Gesetzliche Grundlage

Art. 254 StGB

Unterdrückung von Urkunden

1 Wer eine Urkunde, über die er nicht allein verfügen darf, beschädigt, vernichtet, beiseiteschafft oder entwendet, in der Absicht, jemanden am Vermögen oder an andern Rechten zu schädigen oder sich oder einem andern einen unrechtmässigen Vorteil zu verschaffen, wird mit Freiheitsstrafe bis zu fünf Jahren oder Geldstrafe bestraft.

2 Die Unterdrückung von Urkunden zum Nachteil eines Angehörigen oder Familiengenossen wird nur auf Antrag verfolgt.

Tatbestand

Tathandlung

Das strafbare Verhalten bei der Urkundenunterdrückung liegt darin, dass dem Berechtigten der Gebrauch der Urkunde zur Beweisführung verunmöglicht wird. Für die Strafbarkeit wird deshalb vorausgesetzt, dass der Täter nicht alleine über die Urkunde verfügen darf.

Massgebend ist, wem der Beweiswert einer Urkunde gehört. Das muss nicht unbedingt der Eigentümer sein; der Beweiswert einer Urkunde kann auch einem Nichteigentümer zustehen. Unterdrückt der Eigentümer eine ihm gehörende Urkunde, kommt es darauf an, ob der Beweiswert nur ihm alleine zusteht. Dies ist bspw. nicht der Fall bei einer Urkunde, die in einem Prozess eingereicht wurde oder bei Geschäftsbüchern, bei denen im Streitfall nach OR 963 eine Editionspflicht besteht.

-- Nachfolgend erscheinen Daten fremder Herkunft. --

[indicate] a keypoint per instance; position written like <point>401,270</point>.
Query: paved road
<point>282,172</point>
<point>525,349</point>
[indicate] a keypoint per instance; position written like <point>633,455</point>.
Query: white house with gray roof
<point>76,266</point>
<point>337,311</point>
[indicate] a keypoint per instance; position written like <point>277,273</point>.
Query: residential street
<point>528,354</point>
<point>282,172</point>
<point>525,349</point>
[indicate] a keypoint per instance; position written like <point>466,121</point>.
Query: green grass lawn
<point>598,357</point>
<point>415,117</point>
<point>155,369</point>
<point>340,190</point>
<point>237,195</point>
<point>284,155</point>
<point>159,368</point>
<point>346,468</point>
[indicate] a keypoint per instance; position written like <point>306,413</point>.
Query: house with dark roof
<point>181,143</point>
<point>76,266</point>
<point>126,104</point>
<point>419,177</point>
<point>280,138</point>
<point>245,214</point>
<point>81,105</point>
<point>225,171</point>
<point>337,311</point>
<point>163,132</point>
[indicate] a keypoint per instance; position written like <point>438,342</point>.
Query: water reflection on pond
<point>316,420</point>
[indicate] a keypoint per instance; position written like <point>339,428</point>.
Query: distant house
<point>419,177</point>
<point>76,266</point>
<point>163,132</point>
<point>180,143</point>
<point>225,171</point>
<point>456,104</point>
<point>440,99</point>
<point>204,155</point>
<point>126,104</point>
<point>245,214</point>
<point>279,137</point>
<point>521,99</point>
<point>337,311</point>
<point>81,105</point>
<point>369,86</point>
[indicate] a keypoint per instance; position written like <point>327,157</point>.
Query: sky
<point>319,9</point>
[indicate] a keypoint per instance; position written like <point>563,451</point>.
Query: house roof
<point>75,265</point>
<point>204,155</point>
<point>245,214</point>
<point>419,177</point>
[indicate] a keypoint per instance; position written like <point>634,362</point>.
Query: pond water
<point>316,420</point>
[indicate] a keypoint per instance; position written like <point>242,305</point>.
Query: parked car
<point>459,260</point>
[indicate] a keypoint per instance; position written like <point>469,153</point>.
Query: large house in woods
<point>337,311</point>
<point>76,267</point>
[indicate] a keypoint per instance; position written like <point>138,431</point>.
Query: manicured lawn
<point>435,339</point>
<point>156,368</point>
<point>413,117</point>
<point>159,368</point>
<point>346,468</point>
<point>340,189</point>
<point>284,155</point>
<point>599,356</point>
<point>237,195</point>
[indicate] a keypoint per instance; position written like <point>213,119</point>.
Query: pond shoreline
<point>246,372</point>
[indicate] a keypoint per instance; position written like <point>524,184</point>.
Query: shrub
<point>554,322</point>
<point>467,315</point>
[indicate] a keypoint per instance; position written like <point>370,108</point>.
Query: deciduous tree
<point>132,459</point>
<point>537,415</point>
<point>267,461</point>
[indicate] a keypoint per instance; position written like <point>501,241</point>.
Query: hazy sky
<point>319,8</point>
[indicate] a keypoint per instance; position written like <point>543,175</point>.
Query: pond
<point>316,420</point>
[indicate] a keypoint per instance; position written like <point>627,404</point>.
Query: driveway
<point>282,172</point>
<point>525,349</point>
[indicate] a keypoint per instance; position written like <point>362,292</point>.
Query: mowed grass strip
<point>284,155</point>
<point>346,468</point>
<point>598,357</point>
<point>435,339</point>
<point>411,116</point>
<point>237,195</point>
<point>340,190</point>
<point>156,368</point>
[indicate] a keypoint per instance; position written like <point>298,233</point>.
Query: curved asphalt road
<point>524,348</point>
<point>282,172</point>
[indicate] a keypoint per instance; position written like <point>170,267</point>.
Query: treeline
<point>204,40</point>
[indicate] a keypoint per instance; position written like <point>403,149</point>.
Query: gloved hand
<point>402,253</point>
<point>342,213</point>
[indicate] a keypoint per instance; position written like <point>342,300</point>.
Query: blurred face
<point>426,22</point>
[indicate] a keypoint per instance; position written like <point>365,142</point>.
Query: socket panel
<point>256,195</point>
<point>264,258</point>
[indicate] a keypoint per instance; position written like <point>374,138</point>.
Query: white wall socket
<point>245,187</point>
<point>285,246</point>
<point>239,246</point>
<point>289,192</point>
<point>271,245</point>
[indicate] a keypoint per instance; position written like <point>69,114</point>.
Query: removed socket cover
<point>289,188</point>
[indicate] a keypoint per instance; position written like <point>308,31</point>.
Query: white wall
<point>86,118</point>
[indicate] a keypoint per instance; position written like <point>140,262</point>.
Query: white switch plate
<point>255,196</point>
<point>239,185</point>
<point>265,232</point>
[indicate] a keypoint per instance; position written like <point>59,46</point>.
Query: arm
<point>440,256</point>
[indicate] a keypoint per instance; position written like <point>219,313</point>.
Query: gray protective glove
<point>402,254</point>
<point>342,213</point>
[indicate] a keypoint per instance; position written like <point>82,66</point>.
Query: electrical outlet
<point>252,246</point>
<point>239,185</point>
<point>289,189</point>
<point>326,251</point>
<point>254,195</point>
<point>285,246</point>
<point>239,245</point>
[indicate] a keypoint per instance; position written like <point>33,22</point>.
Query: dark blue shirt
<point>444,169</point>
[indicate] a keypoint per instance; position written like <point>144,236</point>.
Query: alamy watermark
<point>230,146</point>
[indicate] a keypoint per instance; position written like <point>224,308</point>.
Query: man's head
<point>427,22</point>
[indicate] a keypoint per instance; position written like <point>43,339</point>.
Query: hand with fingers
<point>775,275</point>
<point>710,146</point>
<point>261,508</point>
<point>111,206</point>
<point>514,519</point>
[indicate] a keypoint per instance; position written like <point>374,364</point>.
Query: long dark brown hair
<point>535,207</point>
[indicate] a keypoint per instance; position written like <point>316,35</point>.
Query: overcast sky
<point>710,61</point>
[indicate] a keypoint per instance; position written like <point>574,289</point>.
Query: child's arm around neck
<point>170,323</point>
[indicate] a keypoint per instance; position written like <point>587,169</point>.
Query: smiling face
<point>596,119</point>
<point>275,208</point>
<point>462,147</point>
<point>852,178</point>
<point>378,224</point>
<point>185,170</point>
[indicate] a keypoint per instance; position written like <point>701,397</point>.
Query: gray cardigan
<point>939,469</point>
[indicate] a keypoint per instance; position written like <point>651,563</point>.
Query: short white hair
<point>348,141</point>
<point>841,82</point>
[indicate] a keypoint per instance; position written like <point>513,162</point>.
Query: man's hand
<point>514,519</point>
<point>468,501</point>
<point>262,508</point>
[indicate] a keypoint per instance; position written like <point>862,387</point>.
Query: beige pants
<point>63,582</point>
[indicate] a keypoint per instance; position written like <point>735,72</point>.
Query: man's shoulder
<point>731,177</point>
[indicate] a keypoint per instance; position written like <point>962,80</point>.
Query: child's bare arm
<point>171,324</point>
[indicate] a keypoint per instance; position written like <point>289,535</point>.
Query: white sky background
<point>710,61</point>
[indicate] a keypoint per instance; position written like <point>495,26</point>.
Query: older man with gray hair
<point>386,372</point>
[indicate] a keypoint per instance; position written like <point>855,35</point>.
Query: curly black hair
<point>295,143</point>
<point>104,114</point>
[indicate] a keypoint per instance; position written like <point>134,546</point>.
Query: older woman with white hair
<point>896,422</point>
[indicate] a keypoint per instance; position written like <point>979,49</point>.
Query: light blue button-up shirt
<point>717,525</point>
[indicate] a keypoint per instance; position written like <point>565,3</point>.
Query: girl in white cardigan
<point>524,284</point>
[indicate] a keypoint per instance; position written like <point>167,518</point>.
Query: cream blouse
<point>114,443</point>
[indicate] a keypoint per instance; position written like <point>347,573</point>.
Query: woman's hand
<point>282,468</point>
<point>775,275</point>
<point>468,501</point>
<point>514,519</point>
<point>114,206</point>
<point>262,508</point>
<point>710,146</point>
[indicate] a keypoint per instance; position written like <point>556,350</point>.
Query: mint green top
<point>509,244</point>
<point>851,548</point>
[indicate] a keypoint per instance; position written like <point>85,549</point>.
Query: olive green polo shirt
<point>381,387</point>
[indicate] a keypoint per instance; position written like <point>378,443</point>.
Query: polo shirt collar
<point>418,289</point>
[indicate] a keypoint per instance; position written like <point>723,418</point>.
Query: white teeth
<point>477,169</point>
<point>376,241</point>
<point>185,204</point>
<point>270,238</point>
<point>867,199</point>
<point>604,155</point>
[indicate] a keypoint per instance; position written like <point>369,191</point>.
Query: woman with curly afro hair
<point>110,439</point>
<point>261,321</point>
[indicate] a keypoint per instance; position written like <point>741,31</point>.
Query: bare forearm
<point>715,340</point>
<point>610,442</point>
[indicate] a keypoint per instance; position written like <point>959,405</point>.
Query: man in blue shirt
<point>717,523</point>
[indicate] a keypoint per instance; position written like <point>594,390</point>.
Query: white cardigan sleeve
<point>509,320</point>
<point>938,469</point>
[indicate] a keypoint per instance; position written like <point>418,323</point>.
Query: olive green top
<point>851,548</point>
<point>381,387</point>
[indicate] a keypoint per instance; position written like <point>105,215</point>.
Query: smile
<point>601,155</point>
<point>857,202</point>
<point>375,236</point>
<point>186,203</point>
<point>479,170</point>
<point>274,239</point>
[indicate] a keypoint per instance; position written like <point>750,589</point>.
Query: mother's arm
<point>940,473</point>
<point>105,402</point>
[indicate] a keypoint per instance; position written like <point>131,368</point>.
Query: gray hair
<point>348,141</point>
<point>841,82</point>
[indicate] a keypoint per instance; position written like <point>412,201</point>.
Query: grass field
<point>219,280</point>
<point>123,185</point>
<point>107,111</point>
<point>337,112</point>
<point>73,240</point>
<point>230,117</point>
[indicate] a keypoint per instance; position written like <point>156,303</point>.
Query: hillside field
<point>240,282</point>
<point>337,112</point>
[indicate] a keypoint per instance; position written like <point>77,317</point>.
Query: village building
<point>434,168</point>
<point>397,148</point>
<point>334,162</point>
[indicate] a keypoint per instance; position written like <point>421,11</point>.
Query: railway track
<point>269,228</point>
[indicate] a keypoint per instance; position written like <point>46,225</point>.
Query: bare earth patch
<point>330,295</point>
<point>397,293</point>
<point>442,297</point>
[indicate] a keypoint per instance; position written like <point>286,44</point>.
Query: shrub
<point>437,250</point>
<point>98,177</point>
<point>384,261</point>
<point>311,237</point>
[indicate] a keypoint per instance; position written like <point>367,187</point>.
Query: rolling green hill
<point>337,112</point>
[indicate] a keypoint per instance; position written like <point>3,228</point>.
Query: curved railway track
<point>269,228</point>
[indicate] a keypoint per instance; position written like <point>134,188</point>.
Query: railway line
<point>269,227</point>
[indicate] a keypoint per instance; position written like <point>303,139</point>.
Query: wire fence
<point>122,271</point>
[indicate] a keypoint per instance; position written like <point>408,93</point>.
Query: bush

Die Tathandlung erfolgt entweder durch eine Einwirkung auf die Urkunde, wodurch deren Beweiseignung aufgehoben wird (Vernichten oder Beschädigen) oder indem dem Berechtigten der Zugriff auf die Urkunde entzogen wird (Entwenden oder Beiseiteschaffen). Dem Berechtigten muss der Gebrauch der Urkunde als Beweismittel dauernd verunmöglicht werden. Die Nichterfüllung einer gesetzlichen Herausgabepflicht genügt für die Strafbarkeit nicht.

Praxisfälle

Urkundenunterdrückung bejaht:

  • Entfernung von Rechnungen aus der kaufmännischen Buchhaltung (BGE 118 IV 35)
  • Beseitigen von Urkunden aus den Geschäftsakten und Verwahren an einem unbekannten Ort (BGE 100 IV 23)
  • Herausreissen mehrerer Seiten aus einem Kassabuch und Erstellen einer korrigierten Abschrift (KGer GR, 08.12.1952)
  • Bei Computerurkunden:
    • Eingriffe, die ein Verschwinden oder Verstecken von Daten und damit einen Verhinderung auf deren Zugriff zur Folge haben
    • Beispiele: Austausch von Zugangscodes / Passwörtern

Urkundenunterdrückung verneint:

  • Vorenthaltung der Herausgabe einer Urkunde
  • Unterlassen der betriebsinternen Weiterleitung einer Urkunde (BGE 113 IV 70)
  • Nichterfüllung einer gesetzlichen oder vertraglichen Herausgabepflicht.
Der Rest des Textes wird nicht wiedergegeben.